West Suffolk Council (25 016 399)
Category : Benefits and tax > Other
Decision : Closed after initial enquiries
Decision date : 18 Mar 2026
The Ombudsman's final decision:
Summary: We will not investigate Miss X’s complaint about a backdated business rates bill. The court is better placed to decide whether the backdated demand is valid.
The complaint
- Miss X complains the Council sent her a backdated business rates bill for Unit One and Unit Two, which she has occupied as a single combined premises since 2019. She says she believed the property formed one unit for business rates purposes and if the Council is backdating liability, it should also backdate any reliefs she would have been eligible for.

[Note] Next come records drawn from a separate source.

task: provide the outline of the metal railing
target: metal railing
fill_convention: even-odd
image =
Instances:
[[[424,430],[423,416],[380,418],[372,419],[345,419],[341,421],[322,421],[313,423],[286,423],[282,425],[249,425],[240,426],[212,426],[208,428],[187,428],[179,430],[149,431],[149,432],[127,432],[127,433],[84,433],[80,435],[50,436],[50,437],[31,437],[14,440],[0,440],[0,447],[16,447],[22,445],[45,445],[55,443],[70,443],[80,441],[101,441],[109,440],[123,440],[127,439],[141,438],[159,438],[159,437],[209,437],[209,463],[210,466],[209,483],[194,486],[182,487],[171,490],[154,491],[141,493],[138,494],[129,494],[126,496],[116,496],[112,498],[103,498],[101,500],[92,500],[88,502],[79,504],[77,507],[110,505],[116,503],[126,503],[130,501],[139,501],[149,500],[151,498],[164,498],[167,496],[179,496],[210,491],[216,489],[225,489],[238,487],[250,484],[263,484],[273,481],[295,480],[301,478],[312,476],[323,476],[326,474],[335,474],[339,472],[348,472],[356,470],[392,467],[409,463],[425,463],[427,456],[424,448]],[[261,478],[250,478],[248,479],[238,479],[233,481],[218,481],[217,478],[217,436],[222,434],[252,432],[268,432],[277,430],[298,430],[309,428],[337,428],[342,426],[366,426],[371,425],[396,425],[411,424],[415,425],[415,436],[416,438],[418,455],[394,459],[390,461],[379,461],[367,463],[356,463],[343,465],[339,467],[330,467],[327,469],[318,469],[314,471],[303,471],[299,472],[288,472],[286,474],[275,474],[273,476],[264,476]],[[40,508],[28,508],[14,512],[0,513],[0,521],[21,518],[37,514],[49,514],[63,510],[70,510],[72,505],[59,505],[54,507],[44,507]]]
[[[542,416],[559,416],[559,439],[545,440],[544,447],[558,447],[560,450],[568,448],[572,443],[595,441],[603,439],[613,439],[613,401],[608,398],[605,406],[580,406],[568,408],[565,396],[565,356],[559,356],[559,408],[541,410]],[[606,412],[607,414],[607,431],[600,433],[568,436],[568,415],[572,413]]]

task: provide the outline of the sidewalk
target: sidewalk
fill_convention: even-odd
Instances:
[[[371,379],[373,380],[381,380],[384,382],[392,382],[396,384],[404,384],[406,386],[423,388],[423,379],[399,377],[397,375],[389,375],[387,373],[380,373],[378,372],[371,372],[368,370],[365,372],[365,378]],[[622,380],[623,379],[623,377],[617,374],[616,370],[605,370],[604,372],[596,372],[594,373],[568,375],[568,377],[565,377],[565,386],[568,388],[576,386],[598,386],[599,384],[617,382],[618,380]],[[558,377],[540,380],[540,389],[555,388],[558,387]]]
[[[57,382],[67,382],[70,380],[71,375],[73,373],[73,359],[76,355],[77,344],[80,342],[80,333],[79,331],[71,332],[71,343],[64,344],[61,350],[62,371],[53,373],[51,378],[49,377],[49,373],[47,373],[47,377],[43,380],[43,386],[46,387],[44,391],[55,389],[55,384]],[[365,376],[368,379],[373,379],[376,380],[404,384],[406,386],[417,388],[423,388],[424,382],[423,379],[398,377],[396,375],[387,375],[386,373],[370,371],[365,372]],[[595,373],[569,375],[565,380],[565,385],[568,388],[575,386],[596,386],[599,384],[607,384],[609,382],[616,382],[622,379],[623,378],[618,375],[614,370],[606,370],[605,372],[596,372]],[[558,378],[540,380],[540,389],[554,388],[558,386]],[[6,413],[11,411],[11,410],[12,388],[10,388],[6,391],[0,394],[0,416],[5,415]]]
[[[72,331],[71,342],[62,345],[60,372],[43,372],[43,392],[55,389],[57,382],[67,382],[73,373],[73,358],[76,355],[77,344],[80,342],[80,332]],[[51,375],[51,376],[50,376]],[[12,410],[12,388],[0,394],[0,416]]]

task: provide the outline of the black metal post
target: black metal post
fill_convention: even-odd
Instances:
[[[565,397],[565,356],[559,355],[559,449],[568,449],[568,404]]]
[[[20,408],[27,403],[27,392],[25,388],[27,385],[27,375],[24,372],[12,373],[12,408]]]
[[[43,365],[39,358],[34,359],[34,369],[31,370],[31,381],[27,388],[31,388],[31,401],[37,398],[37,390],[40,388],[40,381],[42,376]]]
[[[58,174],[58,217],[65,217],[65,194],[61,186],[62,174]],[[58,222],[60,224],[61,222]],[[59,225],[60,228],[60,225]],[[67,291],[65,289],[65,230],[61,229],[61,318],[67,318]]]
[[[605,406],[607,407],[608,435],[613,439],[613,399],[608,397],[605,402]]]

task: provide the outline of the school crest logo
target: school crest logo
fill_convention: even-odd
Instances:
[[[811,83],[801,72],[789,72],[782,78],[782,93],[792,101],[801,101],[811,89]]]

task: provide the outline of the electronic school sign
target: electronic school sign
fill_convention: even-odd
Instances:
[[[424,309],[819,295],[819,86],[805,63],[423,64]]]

The Ombudsman’s role and powers
- We investigate complaints about ‘maladministration’ and ‘service failure’, which we call ‘fault’. We must also consider whether any fault has had an adverse impact on the person making the complaint, which we call ‘injustice’. We provide a free service, but must use public money carefully. We do not start or continue an investigation if we decide:
- there is not enough evidence of fault to justify investigating, or
- any injustice is not significant enough to justify our involvement, or
- there is another body better placed to consider this complaint.
(Local Government Act 1974, section 24A(6), as amended, section 34(B))
How I considered this complaint
- I considered information provided by the complainant and the Council.
- I considered the Ombudsman’s Assessment Code.
My assessment
- In 2019 Miss X rented two connected business units, Unit One and Unit Two. Miss X operated her business from both units and says she thought it was one unit for business rates purposes. In 2024 Miss X’s landlord gave her bills for both units. Miss X contacted the Council to tell it her business was occupying the property.
- In 2025 the Council issued backdated bills for Unit One and Unit Two. Miss X says these late demands place her business under significant strain. She believes the Council should cancel or reduce the backdated charges and apply any reliefs she would have been entitled to if she had been recorded as the rate payer at the time.
- The Council says it did not know Miss X was occupying Unit Two until 2024. It explained it sent all earlier correspondence to the previous ratepayer, and none was returned, so it had no reason to update its records. Miss X had not advised the Council she occupied both units before 2024.
- The Council applied to the Valuation Office Agency (VOA) to merge the two units in 2025. The VOA could merge the units from April 2023. Because the VOA can backdate the merger to before the Council’s delay, the delay will not result in a significant injustice.
- The Council accepts it held information from a 2020 COVID‑19 business grant application, showing Miss X was occupying Unit One. It recalculated the liability for Unit One and offered to write off the backdated charges Miss X would not have owed if she had been recorded as the rate payer for unit One in 2020.
- The Council explained it cannot backdate Retail, Hospitality and Leisure (RHL) Relief before April 2023 because legislation does not permit this. COVID‑19 relief schemes have also closed and cannot be awarded retrospectively. Small Business Rates Relief does not apply because Miss X occupies more than one unit and even if the units were merged, the combined value would be too high.
- I have not seen evidence to suggest the Council was aware Miss X’s was running her business from both units prior to 2024. Decisions about the validity of backdated business rates bills are highly technical matters. A court is better placed to decide whether the Council was entitled to issue backdated demands in this case.
- I have seen insufficient evidence of fault in the Council’s decision not to backdate relief for Unit Two. The Council explained the relief eligibility, and I have not seen fault in how it applied its processes. I cannot separate any argument that relief should be backdated because the bill was issued late from the question of whether the backdated bill is valid, which is a matter the Court is better placed to determine.
Final decision
- We will not investigate Miss X’s complaint because the Court is better placed to consider this matter.